Gen 3 autonomous agents will need ways to consult humans for input on various tasks. In order for these agents to perform actual useful work, they'll to do long-running things like communicate with humans and wait for a response. HumanLayer is a general-purpose framework for incorporating human feedback and approvals into agentic workflows.

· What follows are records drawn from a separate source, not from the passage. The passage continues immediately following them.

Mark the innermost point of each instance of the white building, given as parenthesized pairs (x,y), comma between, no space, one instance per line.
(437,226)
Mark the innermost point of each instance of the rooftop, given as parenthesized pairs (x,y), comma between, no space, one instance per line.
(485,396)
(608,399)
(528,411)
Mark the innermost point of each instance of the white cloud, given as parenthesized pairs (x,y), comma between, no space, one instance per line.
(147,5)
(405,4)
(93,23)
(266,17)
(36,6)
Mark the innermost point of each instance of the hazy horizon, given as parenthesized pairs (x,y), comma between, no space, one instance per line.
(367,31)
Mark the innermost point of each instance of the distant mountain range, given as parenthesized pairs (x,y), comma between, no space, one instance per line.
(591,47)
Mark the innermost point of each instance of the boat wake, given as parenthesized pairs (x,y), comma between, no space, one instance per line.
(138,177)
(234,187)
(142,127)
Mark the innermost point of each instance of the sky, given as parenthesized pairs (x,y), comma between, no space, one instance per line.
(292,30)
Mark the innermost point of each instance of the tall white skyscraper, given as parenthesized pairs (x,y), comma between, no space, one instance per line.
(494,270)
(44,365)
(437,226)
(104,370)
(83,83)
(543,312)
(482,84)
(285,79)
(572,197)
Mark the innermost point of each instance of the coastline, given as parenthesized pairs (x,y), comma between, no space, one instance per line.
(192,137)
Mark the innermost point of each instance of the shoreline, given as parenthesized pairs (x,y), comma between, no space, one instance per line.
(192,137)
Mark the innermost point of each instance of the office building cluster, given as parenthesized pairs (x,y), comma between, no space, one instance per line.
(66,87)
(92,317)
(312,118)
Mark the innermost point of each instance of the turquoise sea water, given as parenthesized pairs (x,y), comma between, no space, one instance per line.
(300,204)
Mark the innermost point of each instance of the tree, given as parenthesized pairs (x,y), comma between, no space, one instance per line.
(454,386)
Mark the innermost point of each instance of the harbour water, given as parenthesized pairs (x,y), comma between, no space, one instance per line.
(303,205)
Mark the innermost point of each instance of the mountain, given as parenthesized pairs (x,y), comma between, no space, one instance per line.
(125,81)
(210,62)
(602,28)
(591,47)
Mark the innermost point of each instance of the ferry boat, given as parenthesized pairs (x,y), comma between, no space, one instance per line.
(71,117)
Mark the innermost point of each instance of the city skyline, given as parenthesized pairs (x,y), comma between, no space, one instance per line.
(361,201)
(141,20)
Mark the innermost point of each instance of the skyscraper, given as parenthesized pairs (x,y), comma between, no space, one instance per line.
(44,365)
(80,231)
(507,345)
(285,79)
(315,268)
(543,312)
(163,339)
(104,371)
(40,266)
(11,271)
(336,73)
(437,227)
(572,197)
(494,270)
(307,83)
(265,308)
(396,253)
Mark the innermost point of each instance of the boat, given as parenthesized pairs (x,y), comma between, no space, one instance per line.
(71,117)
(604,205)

- Durable Agent Execution: SmallChain implements something like async/await at the infrastructure layer, checkpointing a conversation chain whenever a tool call or agent delegation occurs, with the ability to resume from that checkpoint when the operation completes
- Dynamic Workflow Planning: Allow agents to reprioritize and replan their workflows mid-execution
- Simple + Observable Control Loop Architecture: SmallChain uses a simple, observable control loop architecture that allows for easy debugging and observability into agent execution.
- Human Approvals and Input: Support for durable task execution across long-running function calls means a simple tool-based interface to allow an agent to ask a human for input or wait for an approval
- Self-Managing Agents: Built in tools for agents to manage and budget their own spend and usage, like
check_current_spend_since()
andsleep_until()
. Give agents an hourly or daily budget for work, and let them prioritize their own work or decide when to take a break. Or, configure hard limits on spend or time to prevent runaway agents.
Feature | Status |
---|---|
Local SQLite Runtime | 🚧 Alpha |
Tool Calling Support | 🚧 Work in progress |
Configurable LLMs | 🚧 Work in progress |
External Callbacks for Tool Calls | 🗓️ Planned |
Kubernetes Runtime | 🗓️ Planned |
SmallChain is open-source and we welcome contributions in the form of issues, documentation, pull requests, and more. See CONTRIBUTING.md for more details.
SmallChain is licensed under the Apache 2 License.